We all learn in different ways. There is no right or wrong way in which we learn. There are some children who are more visual and there are others who prefer learning through “hands-on” activities. There are multiple learning styles in children, but visual (spatial), auditory, and kinesthetic learning styles are the most popular.
Children who learn the best with visual style love to utilizing pictures, maps, and colors. According to Terry Farwell of familyeducation.com, students who favor this style will often say “Show me and I’ll understand.” When catering to the visual learning style, in the classroom use a heavily picture oriented material such as using mini-whiteboards, picture diagrams, or PowerPoint presentations.
Rather than focusing on imagery, auditory learners are children who are going to learn the best from hearing the material. According to educationplanner.org auditory learners, “store information by the way it sounds, and you have an easier time understanding spoken instructions than written ones”.

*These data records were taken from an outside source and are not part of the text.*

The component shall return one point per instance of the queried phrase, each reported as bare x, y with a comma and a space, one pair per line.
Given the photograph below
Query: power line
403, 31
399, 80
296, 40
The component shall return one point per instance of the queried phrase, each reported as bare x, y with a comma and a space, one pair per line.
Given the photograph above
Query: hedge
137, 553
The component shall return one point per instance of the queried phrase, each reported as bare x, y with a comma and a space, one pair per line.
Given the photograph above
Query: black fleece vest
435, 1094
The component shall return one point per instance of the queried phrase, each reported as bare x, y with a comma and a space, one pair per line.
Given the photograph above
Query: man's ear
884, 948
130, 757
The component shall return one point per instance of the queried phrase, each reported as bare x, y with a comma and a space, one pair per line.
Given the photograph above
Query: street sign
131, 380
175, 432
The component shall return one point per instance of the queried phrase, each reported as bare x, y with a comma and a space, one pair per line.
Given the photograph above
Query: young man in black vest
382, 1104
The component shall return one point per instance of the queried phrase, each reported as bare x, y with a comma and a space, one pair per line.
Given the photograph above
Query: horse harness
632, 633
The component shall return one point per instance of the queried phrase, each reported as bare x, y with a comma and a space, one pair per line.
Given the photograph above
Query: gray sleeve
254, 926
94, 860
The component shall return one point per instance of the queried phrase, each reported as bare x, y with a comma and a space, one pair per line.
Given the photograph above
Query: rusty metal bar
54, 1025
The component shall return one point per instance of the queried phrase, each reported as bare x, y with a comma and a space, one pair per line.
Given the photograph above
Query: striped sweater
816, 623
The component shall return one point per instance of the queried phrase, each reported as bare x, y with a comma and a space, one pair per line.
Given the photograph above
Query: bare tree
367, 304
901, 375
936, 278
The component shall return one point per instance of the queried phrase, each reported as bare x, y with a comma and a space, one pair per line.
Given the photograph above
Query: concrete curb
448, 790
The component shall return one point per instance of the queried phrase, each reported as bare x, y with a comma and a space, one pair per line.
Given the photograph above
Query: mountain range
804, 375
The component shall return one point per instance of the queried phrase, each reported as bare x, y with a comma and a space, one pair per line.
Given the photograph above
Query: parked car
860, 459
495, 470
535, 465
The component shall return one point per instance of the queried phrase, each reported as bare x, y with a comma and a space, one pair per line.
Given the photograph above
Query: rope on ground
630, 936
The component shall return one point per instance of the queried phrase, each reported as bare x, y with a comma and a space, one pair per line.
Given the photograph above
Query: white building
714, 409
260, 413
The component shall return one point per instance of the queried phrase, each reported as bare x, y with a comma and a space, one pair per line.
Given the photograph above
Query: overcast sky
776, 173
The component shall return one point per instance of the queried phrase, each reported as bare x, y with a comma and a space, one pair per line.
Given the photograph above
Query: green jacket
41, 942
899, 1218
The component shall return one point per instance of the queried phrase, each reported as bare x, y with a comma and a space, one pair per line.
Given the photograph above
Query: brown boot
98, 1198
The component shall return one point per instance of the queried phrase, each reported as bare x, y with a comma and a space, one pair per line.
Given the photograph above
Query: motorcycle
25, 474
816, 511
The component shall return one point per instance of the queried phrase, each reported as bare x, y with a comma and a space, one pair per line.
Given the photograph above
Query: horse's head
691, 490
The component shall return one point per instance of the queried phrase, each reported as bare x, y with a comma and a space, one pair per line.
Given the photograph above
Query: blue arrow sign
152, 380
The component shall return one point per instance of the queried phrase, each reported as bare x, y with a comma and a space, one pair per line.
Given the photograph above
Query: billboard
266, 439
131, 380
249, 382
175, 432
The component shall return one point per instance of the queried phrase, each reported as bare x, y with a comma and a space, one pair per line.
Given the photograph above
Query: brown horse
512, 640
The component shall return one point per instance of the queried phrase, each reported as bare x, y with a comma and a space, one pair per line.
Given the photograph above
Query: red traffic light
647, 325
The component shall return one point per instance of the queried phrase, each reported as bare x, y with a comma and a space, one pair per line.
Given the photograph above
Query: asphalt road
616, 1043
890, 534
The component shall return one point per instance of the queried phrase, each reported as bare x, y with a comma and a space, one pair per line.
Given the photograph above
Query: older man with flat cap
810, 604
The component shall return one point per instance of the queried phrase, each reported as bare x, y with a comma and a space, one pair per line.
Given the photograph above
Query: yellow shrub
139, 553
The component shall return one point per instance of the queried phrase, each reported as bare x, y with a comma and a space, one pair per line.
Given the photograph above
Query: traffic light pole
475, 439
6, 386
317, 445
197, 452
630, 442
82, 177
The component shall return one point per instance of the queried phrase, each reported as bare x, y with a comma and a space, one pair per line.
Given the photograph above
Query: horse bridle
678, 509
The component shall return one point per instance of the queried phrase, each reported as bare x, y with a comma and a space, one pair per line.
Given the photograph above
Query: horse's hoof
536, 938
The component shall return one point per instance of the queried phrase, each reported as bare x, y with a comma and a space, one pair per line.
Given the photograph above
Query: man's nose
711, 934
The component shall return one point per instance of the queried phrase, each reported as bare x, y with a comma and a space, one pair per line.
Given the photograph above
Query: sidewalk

Auditory learners can often be found reading out loud, answering questions out loud in class, and has a hard time keeping quiet in class. These types of learners can benefit from participating in group discussions, listening to recorded lectures or e-books, or watching informative videos.
While the other two learning styles focus on images and audio, kinesthetic style of learning focuses on learning by doing. Kelly Roell of thoughtco.com explains that “a kinesthetic learner needs to be actively doing something while learning in order to truly “get” the materials”.
Kinesthetic learners are often described as children who can’t stand still. For this type of learner, long lectures will be unbeneficial. Lessons and lectures should be on the shorter side and be filled with engaging activities.
Knowing the different learning styles in children leads to student success in the classroom. Being aware of different learning styles will help to identify why children may not be learning to their full potential. Adapting teaching styles to fit with your students allows the students to become fully engaged in their environment and eager to learn.